I battled to keep him out of my head, stumbling away from the edge of the pit with a gasp, hesitating for one final second before running the fuck away. He was a beast set on ripping me to pieces and there would be no more games; if he caught me again, I would breathe the last of my breaths with his possession taking grip of me. He would claim me completely and make me suffer before he destroyed me.
I was used to fleeing, running from Ransom and his friends, but never in all my life had I felt so certain that if I slipped just once, my death was indisputable.
The slippery, snow-covered rocks and uneven ground made it hard to keep my footing, but I didn't slow, didn't dare hesitate as I fled across the frozen ground while Blue flew along by my ear.
One glance back sent my pulse into a tailspin. Kaiser was already heaving himself out of the chasm, rising up and fixing his gaze on me across the land.
Blue made a clicking noise at me that sounded like encouragement, like he knew what would happen if the wraith at my back caught me.

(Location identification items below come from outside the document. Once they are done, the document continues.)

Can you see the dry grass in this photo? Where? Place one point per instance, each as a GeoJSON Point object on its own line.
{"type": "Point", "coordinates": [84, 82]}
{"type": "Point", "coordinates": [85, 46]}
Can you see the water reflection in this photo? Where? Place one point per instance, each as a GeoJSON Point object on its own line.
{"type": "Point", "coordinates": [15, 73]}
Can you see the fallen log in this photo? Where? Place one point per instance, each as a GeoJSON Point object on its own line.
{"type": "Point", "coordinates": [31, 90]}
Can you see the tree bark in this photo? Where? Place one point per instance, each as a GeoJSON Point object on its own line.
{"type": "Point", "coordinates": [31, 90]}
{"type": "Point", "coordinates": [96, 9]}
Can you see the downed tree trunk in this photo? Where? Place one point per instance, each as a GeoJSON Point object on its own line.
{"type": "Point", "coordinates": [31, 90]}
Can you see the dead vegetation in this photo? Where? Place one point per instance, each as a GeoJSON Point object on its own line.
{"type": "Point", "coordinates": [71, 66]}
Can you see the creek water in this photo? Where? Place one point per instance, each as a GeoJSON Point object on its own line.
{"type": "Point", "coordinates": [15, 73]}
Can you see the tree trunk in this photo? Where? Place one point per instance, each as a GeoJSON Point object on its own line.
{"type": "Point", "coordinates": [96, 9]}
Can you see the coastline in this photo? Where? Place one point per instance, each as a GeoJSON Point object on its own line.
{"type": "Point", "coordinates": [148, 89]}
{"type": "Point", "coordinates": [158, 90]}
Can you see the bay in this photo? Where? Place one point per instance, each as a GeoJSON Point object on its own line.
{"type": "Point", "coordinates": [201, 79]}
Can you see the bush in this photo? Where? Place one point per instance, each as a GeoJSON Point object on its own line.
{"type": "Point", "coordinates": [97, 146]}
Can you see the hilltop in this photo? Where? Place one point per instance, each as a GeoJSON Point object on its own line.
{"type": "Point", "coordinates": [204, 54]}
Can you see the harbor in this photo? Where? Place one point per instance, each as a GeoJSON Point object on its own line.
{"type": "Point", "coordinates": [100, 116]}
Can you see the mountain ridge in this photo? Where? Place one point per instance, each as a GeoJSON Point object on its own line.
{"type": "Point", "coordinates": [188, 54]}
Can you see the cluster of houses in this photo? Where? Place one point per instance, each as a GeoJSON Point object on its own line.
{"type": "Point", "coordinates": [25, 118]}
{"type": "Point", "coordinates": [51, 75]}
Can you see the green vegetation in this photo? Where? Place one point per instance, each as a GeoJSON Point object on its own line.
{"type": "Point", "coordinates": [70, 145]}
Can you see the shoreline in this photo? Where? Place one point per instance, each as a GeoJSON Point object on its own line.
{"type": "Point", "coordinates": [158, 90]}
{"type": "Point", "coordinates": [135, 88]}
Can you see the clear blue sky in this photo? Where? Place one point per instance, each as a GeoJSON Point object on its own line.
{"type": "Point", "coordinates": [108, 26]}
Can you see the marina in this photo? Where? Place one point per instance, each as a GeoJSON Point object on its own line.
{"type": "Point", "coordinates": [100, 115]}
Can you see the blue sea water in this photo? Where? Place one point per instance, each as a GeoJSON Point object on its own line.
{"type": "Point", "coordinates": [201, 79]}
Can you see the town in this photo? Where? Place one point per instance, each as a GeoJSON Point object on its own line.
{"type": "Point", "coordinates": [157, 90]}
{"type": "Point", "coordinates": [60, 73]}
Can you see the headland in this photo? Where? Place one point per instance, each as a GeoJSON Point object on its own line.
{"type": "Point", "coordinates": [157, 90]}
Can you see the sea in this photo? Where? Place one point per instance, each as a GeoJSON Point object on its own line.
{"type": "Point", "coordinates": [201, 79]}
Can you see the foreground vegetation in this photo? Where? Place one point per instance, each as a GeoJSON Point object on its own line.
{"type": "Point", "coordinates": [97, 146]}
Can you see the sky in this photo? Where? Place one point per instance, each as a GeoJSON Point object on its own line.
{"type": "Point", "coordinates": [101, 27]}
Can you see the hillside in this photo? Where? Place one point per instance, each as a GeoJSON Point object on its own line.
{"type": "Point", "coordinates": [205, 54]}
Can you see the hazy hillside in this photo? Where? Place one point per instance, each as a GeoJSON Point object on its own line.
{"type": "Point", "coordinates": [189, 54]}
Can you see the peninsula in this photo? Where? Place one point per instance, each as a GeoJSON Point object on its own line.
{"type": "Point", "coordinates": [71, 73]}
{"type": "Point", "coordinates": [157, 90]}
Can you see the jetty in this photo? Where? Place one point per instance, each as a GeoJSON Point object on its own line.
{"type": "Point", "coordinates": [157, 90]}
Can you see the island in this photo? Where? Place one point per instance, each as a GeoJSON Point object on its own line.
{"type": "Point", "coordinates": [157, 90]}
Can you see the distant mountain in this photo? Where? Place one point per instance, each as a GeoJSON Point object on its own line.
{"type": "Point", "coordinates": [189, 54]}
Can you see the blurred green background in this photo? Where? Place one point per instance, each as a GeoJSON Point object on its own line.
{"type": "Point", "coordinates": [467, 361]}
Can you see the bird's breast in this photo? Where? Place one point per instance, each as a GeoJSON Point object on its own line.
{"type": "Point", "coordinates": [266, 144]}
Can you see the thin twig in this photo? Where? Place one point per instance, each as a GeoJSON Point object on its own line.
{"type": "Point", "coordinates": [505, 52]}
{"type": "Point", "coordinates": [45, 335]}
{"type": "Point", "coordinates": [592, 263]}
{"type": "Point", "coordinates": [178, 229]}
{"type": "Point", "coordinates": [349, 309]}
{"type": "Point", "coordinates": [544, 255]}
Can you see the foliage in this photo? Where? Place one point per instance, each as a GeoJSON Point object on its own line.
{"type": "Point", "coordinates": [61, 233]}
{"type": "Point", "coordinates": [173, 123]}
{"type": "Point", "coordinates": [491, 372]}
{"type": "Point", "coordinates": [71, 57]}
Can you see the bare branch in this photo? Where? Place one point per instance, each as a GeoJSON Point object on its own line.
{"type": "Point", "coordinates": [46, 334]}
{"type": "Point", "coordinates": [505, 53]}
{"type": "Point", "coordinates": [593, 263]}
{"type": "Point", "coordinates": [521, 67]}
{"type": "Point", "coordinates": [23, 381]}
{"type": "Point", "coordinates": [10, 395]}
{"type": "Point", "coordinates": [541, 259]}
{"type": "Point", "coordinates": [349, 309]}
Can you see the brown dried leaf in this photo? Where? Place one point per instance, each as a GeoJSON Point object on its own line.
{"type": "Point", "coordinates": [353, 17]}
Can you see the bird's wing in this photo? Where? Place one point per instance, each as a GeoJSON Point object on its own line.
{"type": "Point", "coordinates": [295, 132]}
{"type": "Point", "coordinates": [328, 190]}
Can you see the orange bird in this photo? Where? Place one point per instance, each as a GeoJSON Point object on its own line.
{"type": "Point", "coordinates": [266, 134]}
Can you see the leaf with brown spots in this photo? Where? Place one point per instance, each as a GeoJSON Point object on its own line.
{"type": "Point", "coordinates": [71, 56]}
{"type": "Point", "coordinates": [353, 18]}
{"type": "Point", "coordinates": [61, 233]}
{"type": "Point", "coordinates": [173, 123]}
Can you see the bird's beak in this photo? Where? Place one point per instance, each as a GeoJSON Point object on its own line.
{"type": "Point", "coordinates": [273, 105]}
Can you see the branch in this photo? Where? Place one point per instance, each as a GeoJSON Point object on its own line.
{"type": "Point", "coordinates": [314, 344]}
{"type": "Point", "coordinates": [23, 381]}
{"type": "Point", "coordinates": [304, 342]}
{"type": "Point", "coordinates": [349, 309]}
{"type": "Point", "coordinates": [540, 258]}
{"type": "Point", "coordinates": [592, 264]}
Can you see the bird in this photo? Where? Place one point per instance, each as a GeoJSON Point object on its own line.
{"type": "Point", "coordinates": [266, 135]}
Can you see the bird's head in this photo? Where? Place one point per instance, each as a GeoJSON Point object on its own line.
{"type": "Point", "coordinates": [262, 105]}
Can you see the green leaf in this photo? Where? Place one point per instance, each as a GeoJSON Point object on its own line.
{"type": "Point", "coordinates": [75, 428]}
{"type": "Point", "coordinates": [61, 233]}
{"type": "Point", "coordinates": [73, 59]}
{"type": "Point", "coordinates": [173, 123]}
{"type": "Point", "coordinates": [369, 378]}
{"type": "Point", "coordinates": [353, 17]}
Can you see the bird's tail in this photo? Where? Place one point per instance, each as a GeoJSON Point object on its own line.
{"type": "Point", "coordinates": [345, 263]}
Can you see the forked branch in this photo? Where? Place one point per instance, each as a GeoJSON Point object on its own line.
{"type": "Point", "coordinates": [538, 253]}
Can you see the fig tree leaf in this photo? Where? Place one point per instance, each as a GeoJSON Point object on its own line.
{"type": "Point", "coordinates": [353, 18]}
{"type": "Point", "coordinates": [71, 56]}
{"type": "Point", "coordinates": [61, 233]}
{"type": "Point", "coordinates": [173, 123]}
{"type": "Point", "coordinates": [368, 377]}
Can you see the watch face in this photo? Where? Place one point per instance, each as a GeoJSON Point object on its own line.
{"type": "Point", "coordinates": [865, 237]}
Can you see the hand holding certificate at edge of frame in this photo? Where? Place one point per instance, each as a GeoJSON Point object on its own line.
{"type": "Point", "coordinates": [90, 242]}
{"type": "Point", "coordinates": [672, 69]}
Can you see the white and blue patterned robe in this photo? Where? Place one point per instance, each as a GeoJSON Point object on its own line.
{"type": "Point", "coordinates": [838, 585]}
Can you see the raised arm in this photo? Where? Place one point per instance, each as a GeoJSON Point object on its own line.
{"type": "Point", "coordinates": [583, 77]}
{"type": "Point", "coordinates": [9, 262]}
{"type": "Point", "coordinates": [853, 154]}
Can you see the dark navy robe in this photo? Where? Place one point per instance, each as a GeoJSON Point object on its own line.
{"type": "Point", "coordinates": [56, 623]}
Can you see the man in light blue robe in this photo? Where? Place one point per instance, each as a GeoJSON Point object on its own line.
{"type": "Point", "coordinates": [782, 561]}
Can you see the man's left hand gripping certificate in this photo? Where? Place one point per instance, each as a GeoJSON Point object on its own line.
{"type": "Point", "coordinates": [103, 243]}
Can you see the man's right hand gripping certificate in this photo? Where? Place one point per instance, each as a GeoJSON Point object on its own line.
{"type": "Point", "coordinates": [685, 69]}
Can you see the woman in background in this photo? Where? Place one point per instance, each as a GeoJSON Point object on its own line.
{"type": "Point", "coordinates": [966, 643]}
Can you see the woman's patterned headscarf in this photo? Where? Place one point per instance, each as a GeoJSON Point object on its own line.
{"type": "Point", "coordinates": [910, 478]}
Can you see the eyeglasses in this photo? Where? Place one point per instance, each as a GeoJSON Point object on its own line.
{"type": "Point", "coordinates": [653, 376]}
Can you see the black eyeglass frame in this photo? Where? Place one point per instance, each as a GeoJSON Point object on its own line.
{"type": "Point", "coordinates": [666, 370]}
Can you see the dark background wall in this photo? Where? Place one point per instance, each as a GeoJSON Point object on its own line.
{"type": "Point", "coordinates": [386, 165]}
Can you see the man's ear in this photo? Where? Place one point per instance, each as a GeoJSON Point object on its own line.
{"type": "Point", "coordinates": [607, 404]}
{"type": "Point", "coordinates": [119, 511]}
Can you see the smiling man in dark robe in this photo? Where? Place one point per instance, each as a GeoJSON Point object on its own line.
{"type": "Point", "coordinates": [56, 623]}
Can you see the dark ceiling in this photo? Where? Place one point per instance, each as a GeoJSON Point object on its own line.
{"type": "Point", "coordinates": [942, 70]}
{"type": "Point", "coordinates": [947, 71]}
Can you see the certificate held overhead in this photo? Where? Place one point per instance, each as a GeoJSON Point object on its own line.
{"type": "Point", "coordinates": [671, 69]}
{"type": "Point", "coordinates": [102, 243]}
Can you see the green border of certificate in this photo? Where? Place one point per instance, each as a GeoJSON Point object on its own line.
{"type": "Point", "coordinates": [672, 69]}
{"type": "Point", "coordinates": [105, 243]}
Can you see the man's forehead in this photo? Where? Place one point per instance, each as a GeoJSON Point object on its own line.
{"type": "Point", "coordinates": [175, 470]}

I ran until my lungs were burning, my thighs were screaming, and my heart was fit to burst.
Finally, I turned into the wide expanse of land between the Vault of Sky and Vault of Frost, aiming for my Vault and praying to Pisces that I could find an unlocked window.
I glanced back again, not seeing him, but that somehow only set me more on edge. My heart hammered as I made it to the first line of windows, figuring I'd just smash one if I had to, but on the third try, one swung open and I all but fell inside, hitting the flagstones hard and finding myself in a darkened latrine.
I shoved the window shut, locking it fast and staring out into the dark for half a second, seeking my purser but unable to see him. With relief scattering through me, I sprinted out of the communal latrine and made a quick path for the stairwell that led down to my quarters.
My breaths came raggedly as I arrived and hurried into the safety of my private space. Though as I shut the door and locked it tight, I had the sense that if Kaiser Brimtheon had finally decided on marking me for death, there would be no escaping. No path I could follow that wouldn't lead me to his rancour.
But as I sank down onto the furs laid out beside the fire grate, a manic kind of smile lifted my lips. Because I had just made him acknowledge me as a worthy adversary and yes, a monster he might be, but I was destined to slay him. I just had to buy myself time to learn how to kill a pestilent beast.